But there is one other study about group think that we must also take into consideration, and that is what can stop group think from happening in the first place. In another similar set of experiments, in a room full of actors, except for one actual volunteer, they were again asked to solve a simple puzzle. When the actors all gave the wrong answer, the volunteer routinely gave the same wrong answer.  But, when one of the actors gave another wrong answer, but one different from the rest of the group, then the volunteers would routinely give the right answer. By having someone break up the group think by giving another answer, even though it too was wrong, freed up the volunteer, and the entire group to think for it and to avoid group think from leading to the wrong conclusion.

There is a reason why devil's advocates can be so important, because they allow for opposing views to be expressed, and when we stand up to provide a different answer, a different perspective, even if we too might be wrong, the entire group benefits.  Now of course it's not easy to do, and most of the time that group think reigns it's not a matter of life and death, but if we don't speak up in easy situations, we won't speak up in difficult ones. If there is one thing I think we can learn from the example of the people involved in the trial of Jesus it is the danger of a group mentality, as well as the danger of making politically expedient decisions, of making the ends justify the means, rather than seeking to make the right decision.

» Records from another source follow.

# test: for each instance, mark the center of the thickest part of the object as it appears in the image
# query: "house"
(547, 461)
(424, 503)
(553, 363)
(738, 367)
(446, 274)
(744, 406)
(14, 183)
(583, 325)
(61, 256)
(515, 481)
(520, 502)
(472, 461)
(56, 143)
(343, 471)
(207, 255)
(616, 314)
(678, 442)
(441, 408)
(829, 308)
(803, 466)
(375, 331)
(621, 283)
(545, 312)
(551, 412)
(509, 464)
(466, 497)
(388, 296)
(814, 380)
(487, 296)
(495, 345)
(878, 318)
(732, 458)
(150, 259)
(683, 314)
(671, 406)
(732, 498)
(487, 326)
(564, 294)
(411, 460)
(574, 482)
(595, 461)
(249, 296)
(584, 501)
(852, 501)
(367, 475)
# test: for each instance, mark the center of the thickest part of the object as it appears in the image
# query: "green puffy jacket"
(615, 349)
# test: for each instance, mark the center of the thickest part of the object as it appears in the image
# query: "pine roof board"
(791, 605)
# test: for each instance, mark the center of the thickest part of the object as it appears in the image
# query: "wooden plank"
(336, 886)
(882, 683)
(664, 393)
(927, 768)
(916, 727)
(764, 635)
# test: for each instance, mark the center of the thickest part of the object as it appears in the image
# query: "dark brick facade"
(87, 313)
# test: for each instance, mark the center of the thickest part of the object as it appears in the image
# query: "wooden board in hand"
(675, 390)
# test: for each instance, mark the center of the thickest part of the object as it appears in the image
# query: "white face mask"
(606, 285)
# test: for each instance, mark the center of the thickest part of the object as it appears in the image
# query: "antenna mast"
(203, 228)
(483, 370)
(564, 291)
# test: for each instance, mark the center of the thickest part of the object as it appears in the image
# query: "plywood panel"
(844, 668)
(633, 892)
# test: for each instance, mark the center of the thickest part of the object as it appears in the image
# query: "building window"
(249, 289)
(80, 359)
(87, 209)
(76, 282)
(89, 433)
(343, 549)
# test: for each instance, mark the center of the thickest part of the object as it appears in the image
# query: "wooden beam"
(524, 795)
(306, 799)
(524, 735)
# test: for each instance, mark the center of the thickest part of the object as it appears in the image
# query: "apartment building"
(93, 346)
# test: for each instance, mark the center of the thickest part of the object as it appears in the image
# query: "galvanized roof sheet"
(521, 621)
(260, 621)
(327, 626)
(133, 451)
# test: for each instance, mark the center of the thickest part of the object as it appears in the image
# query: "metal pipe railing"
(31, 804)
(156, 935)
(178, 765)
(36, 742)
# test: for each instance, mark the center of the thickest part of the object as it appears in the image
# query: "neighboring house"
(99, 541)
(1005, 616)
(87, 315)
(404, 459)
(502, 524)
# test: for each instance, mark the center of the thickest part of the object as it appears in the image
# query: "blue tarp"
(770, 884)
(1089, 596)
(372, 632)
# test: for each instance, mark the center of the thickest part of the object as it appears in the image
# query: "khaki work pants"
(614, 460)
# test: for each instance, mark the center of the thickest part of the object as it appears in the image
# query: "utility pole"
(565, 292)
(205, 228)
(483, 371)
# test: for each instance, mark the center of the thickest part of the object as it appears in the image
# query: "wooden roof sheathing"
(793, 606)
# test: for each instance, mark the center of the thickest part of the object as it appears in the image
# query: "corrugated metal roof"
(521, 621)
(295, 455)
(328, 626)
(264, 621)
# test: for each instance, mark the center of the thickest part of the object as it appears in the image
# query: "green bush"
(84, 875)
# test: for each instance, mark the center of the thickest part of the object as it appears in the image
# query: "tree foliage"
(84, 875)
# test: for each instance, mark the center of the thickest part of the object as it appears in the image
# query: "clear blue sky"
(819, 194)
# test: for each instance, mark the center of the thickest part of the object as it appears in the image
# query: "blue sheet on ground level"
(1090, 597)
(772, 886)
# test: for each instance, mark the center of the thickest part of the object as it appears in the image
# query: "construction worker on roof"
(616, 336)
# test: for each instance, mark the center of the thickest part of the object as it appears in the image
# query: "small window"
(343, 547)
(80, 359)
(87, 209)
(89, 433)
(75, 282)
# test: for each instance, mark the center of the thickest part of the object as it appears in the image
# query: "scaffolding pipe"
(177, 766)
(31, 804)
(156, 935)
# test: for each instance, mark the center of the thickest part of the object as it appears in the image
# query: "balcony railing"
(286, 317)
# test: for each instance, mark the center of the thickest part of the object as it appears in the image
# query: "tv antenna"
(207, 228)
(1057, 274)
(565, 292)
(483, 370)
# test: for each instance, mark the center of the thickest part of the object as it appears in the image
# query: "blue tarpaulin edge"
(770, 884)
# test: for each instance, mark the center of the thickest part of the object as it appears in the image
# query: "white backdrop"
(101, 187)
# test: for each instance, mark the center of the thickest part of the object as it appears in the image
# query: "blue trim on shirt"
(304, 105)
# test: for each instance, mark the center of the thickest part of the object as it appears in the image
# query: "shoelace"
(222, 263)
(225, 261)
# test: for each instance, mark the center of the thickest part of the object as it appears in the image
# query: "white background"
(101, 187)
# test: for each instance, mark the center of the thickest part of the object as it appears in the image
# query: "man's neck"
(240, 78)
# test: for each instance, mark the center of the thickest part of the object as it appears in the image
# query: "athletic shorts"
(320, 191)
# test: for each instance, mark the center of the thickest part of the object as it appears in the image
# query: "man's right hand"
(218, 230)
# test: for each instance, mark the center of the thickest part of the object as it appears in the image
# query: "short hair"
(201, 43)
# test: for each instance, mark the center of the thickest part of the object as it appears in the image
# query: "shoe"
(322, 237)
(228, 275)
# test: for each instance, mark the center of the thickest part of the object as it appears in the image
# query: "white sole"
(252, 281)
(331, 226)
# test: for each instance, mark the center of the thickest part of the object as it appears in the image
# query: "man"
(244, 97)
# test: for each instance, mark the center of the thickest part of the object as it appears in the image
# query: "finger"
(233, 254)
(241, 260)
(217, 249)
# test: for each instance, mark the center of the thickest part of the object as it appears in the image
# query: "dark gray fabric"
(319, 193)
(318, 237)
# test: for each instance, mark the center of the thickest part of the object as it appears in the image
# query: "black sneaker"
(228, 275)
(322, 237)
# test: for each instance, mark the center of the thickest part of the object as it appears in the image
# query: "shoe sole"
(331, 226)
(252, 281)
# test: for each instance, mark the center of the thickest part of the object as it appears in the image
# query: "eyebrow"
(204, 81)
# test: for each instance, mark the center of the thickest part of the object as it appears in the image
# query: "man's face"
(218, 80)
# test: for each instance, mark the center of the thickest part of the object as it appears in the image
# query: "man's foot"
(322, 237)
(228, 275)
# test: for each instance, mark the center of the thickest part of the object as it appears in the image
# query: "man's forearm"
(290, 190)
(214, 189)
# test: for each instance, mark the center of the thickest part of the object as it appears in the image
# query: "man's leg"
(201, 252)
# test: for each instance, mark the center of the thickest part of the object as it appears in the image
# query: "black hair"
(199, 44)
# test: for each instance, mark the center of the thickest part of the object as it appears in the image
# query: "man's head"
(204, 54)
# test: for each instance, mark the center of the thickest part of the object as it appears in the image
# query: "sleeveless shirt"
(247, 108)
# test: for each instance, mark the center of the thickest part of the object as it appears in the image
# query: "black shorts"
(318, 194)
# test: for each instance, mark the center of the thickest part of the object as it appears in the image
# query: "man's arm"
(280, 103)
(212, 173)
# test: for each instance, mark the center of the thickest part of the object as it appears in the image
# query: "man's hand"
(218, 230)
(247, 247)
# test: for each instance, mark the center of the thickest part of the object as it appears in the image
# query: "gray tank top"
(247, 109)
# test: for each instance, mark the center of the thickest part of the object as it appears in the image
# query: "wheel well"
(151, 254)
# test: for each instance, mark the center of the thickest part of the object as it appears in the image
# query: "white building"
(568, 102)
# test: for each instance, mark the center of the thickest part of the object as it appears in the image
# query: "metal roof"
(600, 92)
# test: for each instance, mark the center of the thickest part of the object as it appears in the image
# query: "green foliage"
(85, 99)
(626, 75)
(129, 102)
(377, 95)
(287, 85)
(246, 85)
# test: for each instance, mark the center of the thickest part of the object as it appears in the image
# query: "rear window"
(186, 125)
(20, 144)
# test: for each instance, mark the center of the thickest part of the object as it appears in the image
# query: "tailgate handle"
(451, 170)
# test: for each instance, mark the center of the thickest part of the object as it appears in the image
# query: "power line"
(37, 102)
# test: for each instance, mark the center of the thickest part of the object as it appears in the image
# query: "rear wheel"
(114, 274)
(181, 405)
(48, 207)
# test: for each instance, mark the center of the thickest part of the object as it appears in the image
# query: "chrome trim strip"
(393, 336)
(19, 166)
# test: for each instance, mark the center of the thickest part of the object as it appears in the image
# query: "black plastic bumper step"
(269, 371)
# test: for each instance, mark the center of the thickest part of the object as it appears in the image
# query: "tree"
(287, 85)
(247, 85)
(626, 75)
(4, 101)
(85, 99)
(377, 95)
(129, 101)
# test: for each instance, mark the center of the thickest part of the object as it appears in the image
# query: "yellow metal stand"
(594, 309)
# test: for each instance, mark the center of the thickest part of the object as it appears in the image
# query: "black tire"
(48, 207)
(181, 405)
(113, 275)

We as Christians are called to something different, because we are called not to answer to the powers and principalities of the world, we are not called to support the status quo, whatever that might be, to proclaim the Kingdom of God and to live into that. We are not called to simply support whatsociety is doing, instead we are called to something higher, we are called to be faithful witnesses to our faith and to what God has called us to do and to be, and sometimes that will require us to step out of our comfort zone and to challenge, to speak up and to speak out, and we must also be willing to pay the cost that sometimes comes with that, a cost we are called to when Jesus tells us to pick up our cross daily and to follow him. May it be so my sisters and brothers. Amen.